In the CUBLAS documentation, I see that the data type for integers relaying matrix sizes and lengths is 32-bit integer. For example:
cublasStatus_t cublasSetVector(int n, int elemSize, const void *x, int incx, void *y, int incy)
Since n is a 32-bit integer, I am prohibited from transmitting a vector that has more than 2^31 entries to my 32 GB GPU.
Intel/MKL solved this problem many years ago through the use of compiler flags.

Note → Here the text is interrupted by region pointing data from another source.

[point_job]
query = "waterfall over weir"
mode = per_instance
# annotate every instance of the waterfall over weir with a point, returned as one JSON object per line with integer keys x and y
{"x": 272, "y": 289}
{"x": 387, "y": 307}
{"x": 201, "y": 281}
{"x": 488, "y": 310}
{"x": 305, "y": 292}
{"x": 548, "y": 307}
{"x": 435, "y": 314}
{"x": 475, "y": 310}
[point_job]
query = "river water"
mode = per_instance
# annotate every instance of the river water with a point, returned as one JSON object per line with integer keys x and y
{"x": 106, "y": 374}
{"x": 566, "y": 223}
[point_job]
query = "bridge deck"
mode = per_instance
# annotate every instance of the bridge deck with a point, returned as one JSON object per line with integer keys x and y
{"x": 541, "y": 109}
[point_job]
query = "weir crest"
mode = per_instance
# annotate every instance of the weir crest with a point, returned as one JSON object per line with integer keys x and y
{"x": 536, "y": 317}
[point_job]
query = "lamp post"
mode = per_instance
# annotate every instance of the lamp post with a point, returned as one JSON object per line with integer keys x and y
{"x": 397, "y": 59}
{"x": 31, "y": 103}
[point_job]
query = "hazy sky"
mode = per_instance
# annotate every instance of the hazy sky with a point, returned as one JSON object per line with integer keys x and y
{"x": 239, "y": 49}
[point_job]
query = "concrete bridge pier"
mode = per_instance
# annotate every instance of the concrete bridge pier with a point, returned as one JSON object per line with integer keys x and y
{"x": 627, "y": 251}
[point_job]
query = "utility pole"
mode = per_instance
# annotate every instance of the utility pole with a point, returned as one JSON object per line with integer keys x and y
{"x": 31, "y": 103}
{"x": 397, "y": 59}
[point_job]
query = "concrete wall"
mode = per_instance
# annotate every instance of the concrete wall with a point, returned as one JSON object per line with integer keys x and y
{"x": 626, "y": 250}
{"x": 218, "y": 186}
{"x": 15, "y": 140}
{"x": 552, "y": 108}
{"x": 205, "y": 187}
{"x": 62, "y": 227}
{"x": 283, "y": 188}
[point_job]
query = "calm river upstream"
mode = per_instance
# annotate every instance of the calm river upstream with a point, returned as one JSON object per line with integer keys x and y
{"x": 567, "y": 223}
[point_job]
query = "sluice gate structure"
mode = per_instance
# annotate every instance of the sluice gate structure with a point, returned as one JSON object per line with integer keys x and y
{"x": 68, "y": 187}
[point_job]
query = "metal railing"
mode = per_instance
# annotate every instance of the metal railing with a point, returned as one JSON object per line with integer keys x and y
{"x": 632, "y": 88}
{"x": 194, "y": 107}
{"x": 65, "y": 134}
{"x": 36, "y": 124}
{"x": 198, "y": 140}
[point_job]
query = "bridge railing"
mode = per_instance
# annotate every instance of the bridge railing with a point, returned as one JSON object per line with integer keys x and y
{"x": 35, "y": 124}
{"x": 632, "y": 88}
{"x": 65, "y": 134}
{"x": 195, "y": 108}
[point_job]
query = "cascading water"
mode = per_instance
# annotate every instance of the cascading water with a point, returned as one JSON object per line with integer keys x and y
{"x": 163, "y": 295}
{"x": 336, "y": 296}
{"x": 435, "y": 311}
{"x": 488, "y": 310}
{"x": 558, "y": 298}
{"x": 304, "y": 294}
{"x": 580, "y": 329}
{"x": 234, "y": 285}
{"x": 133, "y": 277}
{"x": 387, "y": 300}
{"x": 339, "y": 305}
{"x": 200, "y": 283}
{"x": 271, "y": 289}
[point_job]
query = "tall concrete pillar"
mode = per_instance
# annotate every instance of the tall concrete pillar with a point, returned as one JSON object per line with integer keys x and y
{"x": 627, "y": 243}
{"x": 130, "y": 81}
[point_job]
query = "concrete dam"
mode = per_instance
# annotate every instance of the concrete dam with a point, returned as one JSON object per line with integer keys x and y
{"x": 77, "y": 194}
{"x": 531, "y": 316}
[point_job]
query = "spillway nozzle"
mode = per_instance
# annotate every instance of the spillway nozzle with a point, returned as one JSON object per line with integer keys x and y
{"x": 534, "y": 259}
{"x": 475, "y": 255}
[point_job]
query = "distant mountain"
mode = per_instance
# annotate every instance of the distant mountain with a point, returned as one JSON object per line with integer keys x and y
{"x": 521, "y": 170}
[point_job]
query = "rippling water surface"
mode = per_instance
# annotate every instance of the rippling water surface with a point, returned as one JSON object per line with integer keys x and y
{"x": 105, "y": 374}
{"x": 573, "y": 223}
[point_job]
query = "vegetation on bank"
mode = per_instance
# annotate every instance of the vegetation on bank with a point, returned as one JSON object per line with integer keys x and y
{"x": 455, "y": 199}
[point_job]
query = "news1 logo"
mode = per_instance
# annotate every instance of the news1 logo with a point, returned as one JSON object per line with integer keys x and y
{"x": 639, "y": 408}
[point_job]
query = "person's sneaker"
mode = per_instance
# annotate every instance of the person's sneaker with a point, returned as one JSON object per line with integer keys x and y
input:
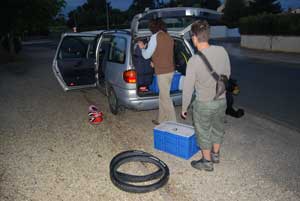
{"x": 215, "y": 157}
{"x": 203, "y": 164}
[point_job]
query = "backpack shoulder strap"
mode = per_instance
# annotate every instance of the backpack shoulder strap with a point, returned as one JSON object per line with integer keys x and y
{"x": 208, "y": 66}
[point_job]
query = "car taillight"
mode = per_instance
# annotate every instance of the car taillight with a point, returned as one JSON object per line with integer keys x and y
{"x": 129, "y": 76}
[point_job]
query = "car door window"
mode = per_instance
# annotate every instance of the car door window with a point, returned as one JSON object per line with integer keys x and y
{"x": 117, "y": 52}
{"x": 75, "y": 47}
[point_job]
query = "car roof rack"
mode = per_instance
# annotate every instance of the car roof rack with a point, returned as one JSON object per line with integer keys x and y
{"x": 118, "y": 31}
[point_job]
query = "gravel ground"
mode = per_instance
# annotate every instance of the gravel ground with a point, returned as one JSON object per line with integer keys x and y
{"x": 48, "y": 150}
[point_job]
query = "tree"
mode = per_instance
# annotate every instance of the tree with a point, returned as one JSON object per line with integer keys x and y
{"x": 138, "y": 6}
{"x": 233, "y": 11}
{"x": 264, "y": 6}
{"x": 210, "y": 4}
{"x": 19, "y": 16}
{"x": 92, "y": 14}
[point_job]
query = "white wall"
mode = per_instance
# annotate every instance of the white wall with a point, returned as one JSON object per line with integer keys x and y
{"x": 223, "y": 32}
{"x": 272, "y": 43}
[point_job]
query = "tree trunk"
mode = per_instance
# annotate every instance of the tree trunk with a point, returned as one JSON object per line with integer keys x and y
{"x": 11, "y": 46}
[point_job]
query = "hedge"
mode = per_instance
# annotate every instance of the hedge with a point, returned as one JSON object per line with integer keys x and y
{"x": 271, "y": 24}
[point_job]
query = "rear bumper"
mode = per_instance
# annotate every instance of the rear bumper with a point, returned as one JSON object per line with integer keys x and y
{"x": 129, "y": 99}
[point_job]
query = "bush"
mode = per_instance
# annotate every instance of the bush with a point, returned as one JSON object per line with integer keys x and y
{"x": 270, "y": 24}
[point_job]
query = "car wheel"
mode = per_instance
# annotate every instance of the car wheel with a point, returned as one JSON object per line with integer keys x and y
{"x": 113, "y": 101}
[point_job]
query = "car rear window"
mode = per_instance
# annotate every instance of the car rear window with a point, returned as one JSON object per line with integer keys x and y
{"x": 117, "y": 53}
{"x": 77, "y": 47}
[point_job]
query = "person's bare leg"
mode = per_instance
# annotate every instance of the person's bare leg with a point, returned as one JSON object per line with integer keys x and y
{"x": 206, "y": 154}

Is there something like that that NVidia has implemented so that I can use CUBLAS to its fullest potential on my 32 GB GPU?
Thanks!
If you would like to transmit more than 2^31 entries, use cudaMemcpy (or cudaMemcpy2D) instead of cublasSetVector/cublasGetVector.
For certain math operations, the cublasXt api provides size_t ranges:
[url]https://docs.nvidia.com/cuda/cublas/index.html#unique_1199120842[/url]
The cublasLt api also provides 64-bit ranges for matrix dimensions:
[url]https://docs.nvidia.com/cuda/cublas/index.html#using-the-cublasLt-api[/url]
[url]https://docs.nvidia.com/cuda/cublas/index.html#cublasLtMatrixLayoutCreate[/url]
If you would like to see a change in the cublas API, it’s recommended that you file a bug with RFE in the title. The instructions for filing a bug are linked to a sticky post at the top of the CUDA programming forum.
Thanks, Robert!
Yes, I can use cudaMemcpy. I picked cublasSetVector just as an example.
I actually need quite a bit more functionality beyond the blas-3 level routines like what is found in cublasXt. I use blas-1, blas-2, and blas-3 routines. Also, cublasXt routines must have complete control over the GPU memory, but my software cannot allow that.
I recently started using cusolver dense routines and I just noticed that this 32-bit limitation is there as well.
I will submit a bug regarding this issue.
Thanks again!